The consent order suggests consolidating kindergarten through 8th-grade schools by grade level and possibly closing or turning the Vidalia Lower Elementary school into a primary school and slightly adjusting the boundaries for Ferriday and Vidalia High Schools to move approximately 93 students — based on last school year’s enrollment — from Vidalia to Ferriday.

The proposal was only just received by the school board in the first week of December, Blanchard said. In October, before receiving the proposal, the school board met with the AG in a closed-door meeting to discuss options in anticipation of it. Upon receiving the consent order, the school board made the decision to make it public at Tuesday’s forum and receive community feedback.

Morgan Brungard, who works for AG Murrill, said, “We are aware that the board and the community are unhappy with the changes that the Department of Justice is asking the board to make. In fact, we received a petition tonight, 862 signatures, asking the board to vote no on this proposal.” … “I am here tonight to tell the board and the community that the Attorney General, Liz Murrill, hears you and we share your concerns. We urge the board not to accept the DOJ proposal because it is premature and because it is bad for the board, bad for the community and bad for the state.”

Murrill said the reason that the proposal is premature is because the DOJ is about to have a new administration with new policies and new people.

“The DOJ Office of Civil Rights, the very office that has been negotiating with Mr. Blanchard, was under orders during the first Trump administration not to make proposals like this one. … They are trying to lock in this deal before everything changes. What they’re trying to lock in is not a good deal for the board for a variety of legal reasons. There are so many unresolved legal issues that may eliminate the need to make any changes at all, and we believe that the board should raise those issues to the judge before thinking about agreeing to changes because that would allow the judge to decide whether this case should even continue.”

Brungard said the AG’s office has other concerns with the proposal, one being that it doesn’t actually settle the lawsuit. In fact, it is written in the proposal that the suit remains open and active for another three years, she said. It also mandates that the student population at every school be within 15 percent of the district-wide ratio of Black students and white students.

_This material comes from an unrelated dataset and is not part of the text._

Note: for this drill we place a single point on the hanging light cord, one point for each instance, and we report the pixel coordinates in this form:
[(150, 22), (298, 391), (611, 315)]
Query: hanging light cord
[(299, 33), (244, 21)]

“In our experience, it’s very difficult for rural parishes with spread out communities like here in Concordia Parish to reach that percentage without bussing kids around. So, if the board agrees to this ratio and then does not meet it at even one school, there’s nothing stopping the DOJ from coming back and trying to move attendance zones again, or asking for more aggressive measures like closing schools just to try to get the numbers right,” she said.